MY KOLKATA EDUGRAPH
ADVERTISEMENT
Regular-article-logo Tuesday, 17 March 2026

Gutted, her grandfather's house - Arathoon Stephen's descendant takes shelter in home for old Armenians

Read more below

POULOMI BANERJEE - WITH MOHUA DAS Published 26.03.10, 12:00 AM

The granddaughter of the man Stephen Court was named after now lives in one room of an address for old Armenians with nowhere to go, barely a seven-minute drive away from her home that is burnt, blackened and out of bounds.

Till Tuesday morning, the day she turned 84, Irene Martin was a “popular, fun-loving” resident of Stephen Court, known to most as “a relative of Arathoon Stephen”, after whom the 18A Park Street building was named.

On Wednesday morning, the feisty Armenian woman looked “disturbed and dazed” as she sat on the Park Street pavement with husband Jimmy Harris, staring at their flat no. 27 of Stephen Court.

On Thursday morning, the homeless octogenarian woke up “incoherent and hallucinating” in the Sir Catchick Paul Chater Home, better known as Armenian Home, in Park Circus.

“Irene Martin is the granddaughter of Arathoon Stephen, who built Stephen Court and also founded the Grand hotel. Her husband Jimmy Harris is an Englishman. They live on the second floor of Stephen Court and we live on the first. We have been neighbours since 1965,” Manu Lilaram told Metro.

Her Armenian friends rescued them on Tuesday afternoon. Peter Hyrapiet, the president of the Armenian Club, recounted: “We were at the club (at Queens Mansion) when the fire broke out and I told another member to get Irene Martin and her husband down.” That was easier said than done as they did not want to leave their home.

“It was hard persuading them,” said Cecil Milne, the honorary treasurer of the club and the caretaker of the Armenian Home. After getting them down, they were taken to the Home. “Ironically it was Irene’s 84th birthday that day,” said Hyrapiet. “We brought a cake to try and cheer her up.”

But to little avail. The morning after, the couple slipped out and went back to Park Street. “They are badly shaken and hallucinating,” said Milne.

This is not the Irene friends have known for decades. “She is like an institution on Park Street. She often walked into our showroom (Satramdas Dhalamal at Queens Mansion), holding her trademark cigarette,” said couture jeweller Raj Mahtani. “She loved to dance, to lift up her skirt and do a little hop in sheer fun,” added Hyrapiet.

Irene would often spend time in the auction houses on Russell Street and sit down with a coffee at Flurys.

Nora Arathoon was a friend she would spend a lot of time with. “She was born in Calcutta and baptised in the Armenian Church here.

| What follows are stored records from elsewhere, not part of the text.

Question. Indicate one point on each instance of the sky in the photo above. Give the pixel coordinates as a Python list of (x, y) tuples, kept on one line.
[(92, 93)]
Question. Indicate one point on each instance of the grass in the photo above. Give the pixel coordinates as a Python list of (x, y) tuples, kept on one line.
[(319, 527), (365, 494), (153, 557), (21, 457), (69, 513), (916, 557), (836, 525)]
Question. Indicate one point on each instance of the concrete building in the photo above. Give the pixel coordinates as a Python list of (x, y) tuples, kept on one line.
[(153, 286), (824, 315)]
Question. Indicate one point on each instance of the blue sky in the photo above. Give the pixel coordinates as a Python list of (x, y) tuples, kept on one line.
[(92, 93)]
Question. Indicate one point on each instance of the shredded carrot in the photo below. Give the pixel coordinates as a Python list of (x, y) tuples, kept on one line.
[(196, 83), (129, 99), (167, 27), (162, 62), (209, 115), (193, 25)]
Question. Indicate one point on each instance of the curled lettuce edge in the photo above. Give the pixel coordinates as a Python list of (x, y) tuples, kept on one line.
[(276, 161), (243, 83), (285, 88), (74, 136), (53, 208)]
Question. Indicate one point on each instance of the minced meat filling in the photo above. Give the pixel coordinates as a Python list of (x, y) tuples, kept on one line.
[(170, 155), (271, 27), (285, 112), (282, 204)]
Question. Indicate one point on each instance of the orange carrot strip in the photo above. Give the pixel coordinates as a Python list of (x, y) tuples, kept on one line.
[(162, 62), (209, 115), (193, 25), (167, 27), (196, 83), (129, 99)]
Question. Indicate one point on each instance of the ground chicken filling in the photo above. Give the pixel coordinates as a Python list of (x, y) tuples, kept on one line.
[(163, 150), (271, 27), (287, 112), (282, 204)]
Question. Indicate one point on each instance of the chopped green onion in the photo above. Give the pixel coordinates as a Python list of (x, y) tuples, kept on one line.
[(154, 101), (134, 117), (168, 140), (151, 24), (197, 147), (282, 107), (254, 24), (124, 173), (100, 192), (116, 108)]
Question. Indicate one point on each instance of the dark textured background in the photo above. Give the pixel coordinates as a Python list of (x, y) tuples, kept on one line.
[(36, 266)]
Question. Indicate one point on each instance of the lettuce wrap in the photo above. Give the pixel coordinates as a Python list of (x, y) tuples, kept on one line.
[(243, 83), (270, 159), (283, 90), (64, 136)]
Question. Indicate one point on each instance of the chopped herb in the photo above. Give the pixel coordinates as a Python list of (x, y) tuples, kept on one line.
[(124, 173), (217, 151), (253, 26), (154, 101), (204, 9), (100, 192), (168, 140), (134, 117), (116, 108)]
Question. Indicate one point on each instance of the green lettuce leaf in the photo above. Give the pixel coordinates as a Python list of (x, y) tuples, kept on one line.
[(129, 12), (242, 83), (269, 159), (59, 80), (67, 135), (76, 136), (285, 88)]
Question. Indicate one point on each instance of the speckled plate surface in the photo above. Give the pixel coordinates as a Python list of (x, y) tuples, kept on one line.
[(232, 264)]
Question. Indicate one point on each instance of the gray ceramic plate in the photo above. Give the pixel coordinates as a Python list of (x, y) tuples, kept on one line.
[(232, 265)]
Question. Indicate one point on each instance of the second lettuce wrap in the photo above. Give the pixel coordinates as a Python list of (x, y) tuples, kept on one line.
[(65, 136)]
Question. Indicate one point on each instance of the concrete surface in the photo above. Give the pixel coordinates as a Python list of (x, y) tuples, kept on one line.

Her grandparents were so rich she never needed to go to work. She spent most of her time looking after the house or taking care of her mother (Anna). She wasn’t very young when she married Jimmy Harris. They don’t have children.”

The grand old lady of Park Street, whose grandfather was the first managing director of Stephen Court Ltd, was described by neighbour Lilaram as being “very nice, very fond of music”. His son, Vijay, fondly added: “A strong personality, a commanding voice and the gift of the gab.”

That is something even the Queen got a taste of. “Irene loved to recount her tea tryst with Queen Elizabeth II when she had visited Calcutta in 1961,” said a friend.